Segundo a Organização Mundial da Saúde (OMS), a cegueira e baixa visão afetam ao menos 2,2 bilhões de pessoas. No Brasil, são quase 7 milhões com algum tipo de deficiência visual, segundo a última Pesquisa Nacional de Saúde (IBGE, 2019). Trata-se de um problema de saúde que deve se agravar com o envelhecimento da população e a exposição prolongada das telas.
Diante da expansão da cultura cada vez mais visual das notícias e redes sociais, é um público que desconhece o potencial da visualização de dados como ferramenta informativa, educativa e de compromisso público. Um único gráfico tem o impacto de comunicar mais rapidamente bases complexas de dados. Ao mesmo tempo, as pessoas com deficiência visual também estão mais vulneráveis à desinformação.
Nos últimos 30 anos, testemunhamos o aumento do interesse de pesquisadores sobre formas não-visuais de visualização graças ao avanço das tecnologias assistivas. Elas representam dispositivos que melhoram as habilidades funcionais de pessoas com deficiência. No caso de pessoas com cegueira e baixa visão, chamamos de tiflotecnologia (do grego, tiflos, que significa cego).
Os leitores de tela são as tecnologias assistivas mais populares para usuários com cegueira e baixa visão. São programas de inteligência artificial que fornecem uma voz sintetizada do que aparece na tela de computadores e dispositivos móveis. Embora funcionem bem para leitura de texto, não são tão eficazes para gráficos e imagens, pois dependem muito da conscientização de terceiros ao fornecer um texto descritivo.
Para ampliar a resposta sensorial, muitos pesquisadores de engenharia e de acessibilidade têm trabalhado com tecnologia háptica. Com isso, usuários com cegueira podem explorar visualizações e diferenciar linhas, pontos e texturas com a vibração do aparelho, tornando gráficos, símbolos, mapas e ilustrações mais acessíveis. A impressão 3D também permitiu construir visualizações táteis a qual se pode tocar e analisar gráficos em três dimensões.
Simultaneamente, outros sentidos foram ativados para reforçar a acessibilidade. Um exemplo está na sonificação, na qual a informação gráfica é convertida em efeitos sonoros. E, mais recentemente, está se utilizando o olfato. Pesquisadores da Universidade de Maryland desenvolveram um dispositivo chamado viScent capaz de emitir seis aromas diferentes ao mesmo tempo que o usuário interage com a visualização.
Apesar dos últimos avanços, a grande preocupação ainda continua sendo o acesso à tecnologia. Muitos desses dispositivos são caros e precisam de pessoas especializadas para criar determinados gráficos. As barreiras para a visualização de dados inclusiva são claras, mas dependem do diálogo interdisciplinar entre pesquisadores de diversas áreas.

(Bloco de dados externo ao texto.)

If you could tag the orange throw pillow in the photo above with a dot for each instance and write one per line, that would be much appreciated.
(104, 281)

A visualização de dados inclusiva é um avanço necessário que deve acompanhar a sociedade cada vez mais impactada pelos dados. A popularização dos smartphones também ajuda a criar soluções mais acessíveis usando padrões existentes (como WCAG e ARIA) e mesclar outras modalidades como áudio e toque para comunicar gráficos a pessoas com baixa visão.
Para o jornalismo a visualização de dados inclusiva também requer o uso de ferramentas funcionais para que jornalistas, designers e programadores possam aplicar acessibilidade a seus gráficos. Décadas de desenvolvimento da linguagem visual possibilitaram gráficos cada vez mais complexos e interativos e, consequentemente, mais inacessíveis. Acima de tudo, é essencial entender como esse público lê e interpreta dados. Não faz sentido desenvolver novos produtos e tecnologias que impedem ainda mais o acesso de pessoas com cegueira e baixa visão à informação visual.
Esse é um desafio fundamental quando se deseja criar comunicação não-visual em um contexto de desinformação. Embora possamos ouvir, tocar e até mesmo cheirar os dados, ainda existem alguns obstáculos à sua expansão que poderiam ser resolvidos construindo pontes entre comunicadores, designers, engenheiros e pesquisadores de acessibilidade. E esse futuro não está tão longe e os próximos passos serão extraordinários.